The insurance giant announced in March that it would split its businesses into Nedbank, Old Mutual Asset Management, Old Mutual Emerging Markets and Old Mutual Wealth (OMW).
But in an interview with the Windhoek Observer this week, Old Mutual Namibia Spokesperson Quinten Potgieter said the development, which Old Mutual PLC says is progressing well, will not have a direct impact locally as the Namibian operations will continue to be part of the Old Mutual Emerging Markets business.
“There is no change. They continue with their existing local operational structures and local boards as part of the Old Mutual Emerging Markets business,” Potgieter said.
According to the group’s plan, which aims to reduce the holding company’s debt through asset disposals, Old Mutual Plc will retain mainly the Old Mutual Emerging Markets (OMEM) business by unbundling its United States and United Kingdom operations, among others.
The insurance group will also cede a portion of 54.1 percent shareholding in banking group, Nedbank, to a newly-created South African holding company, which will be used to distribute Old Mutual group’s shareholding in Nedbank to shareholders on the register of the new South African holding company.

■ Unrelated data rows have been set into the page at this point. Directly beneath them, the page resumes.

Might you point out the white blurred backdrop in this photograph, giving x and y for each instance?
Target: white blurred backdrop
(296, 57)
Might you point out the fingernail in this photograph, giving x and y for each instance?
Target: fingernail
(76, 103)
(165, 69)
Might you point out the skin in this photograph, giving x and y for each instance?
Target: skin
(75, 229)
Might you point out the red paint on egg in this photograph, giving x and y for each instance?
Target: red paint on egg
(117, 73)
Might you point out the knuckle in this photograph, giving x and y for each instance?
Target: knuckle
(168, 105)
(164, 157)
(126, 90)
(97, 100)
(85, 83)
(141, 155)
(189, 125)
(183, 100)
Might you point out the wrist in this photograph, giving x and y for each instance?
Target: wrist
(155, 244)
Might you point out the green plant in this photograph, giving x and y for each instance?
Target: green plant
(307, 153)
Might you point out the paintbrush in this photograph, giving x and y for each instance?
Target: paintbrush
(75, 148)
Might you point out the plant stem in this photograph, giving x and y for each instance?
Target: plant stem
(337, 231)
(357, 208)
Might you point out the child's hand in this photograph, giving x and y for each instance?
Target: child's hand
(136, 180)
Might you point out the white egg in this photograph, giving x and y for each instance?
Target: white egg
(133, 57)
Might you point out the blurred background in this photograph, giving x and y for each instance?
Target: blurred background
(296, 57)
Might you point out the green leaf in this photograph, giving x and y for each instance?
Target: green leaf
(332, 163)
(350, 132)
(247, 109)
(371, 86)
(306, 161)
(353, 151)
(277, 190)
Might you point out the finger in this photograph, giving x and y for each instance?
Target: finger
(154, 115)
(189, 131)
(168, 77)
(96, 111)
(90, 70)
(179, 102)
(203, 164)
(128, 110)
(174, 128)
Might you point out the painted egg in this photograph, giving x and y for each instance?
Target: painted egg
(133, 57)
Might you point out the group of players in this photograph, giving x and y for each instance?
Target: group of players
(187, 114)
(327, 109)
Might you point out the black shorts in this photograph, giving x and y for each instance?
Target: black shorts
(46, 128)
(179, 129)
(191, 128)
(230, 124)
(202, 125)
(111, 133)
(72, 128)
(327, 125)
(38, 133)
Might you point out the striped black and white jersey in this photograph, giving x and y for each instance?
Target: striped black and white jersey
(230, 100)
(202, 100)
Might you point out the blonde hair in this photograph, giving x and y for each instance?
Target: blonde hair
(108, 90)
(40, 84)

This would leave Old Mutual Emerging Markets (OMEM) as the principal business within that group.
Old Mutual Emerging Markets operates in 18 countries across Asia, Africa and Latin America, namely Botswana, China, Colombia, Ghana, India, Kenya, Malawi, Mexico, Namibia, Nigeria, Rwanda, South Africa, South Sudan, Swaziland, Tanzania, Uganda, Uruguay and Zimbabwe.
Speculation has been rife that the business split my benefit locals through the separate listings of the group’s Namibian interest on the Namibian Stock Exchange to allow the participation of locals in the business, with Nedbank Namibia recently revealing that it would consider a local listing, but Potgieter said the company is still weighing its options.
“The Old Mutual Namibia Group is looking at all various options in preparation of the enactment of the New Equitable Economic Empowerment Framework (NEEEF),” he said.
Commenting on the local operations performance, the Old Mutual Namibia Spokesman said the company’s short-term business has been negatively affected by the economic slowdown, which has seen consumer disposable incomes dwindling and government spending significantly reduced on items such as cars, among others, were it draws most of its businesses.
“Our short term protection offering has been negatively impacted in line with the general slowdown as manifested by lower sales of assets (buildings, vehicles, equipment, furniture etc.) that require protection.
“While the economic slowdown is most definitely felt by all Namibians, our efforts to partner and advise customers  in a way that meets their expectations while considering their individual unique circumstances  and our ability to tailor our products offering with flexible benefits and affordable pricing has allowed our valued customers  to retain their savings and risk products.”
The Old Mutual unit’s challenges come as the local insurance sector is poised for tough times ahead, with financial services industry regulator, the Namibia Financial Institutions Supervisory Authority (Namfisa) warning early in the year of the negative impact of a slowing economy and rising inflation on the sector.
The country’s economy is expected to slow down to 4.3 percent this year, before rising to 5.9 percent in 2017 according to the Namibia of Namibia.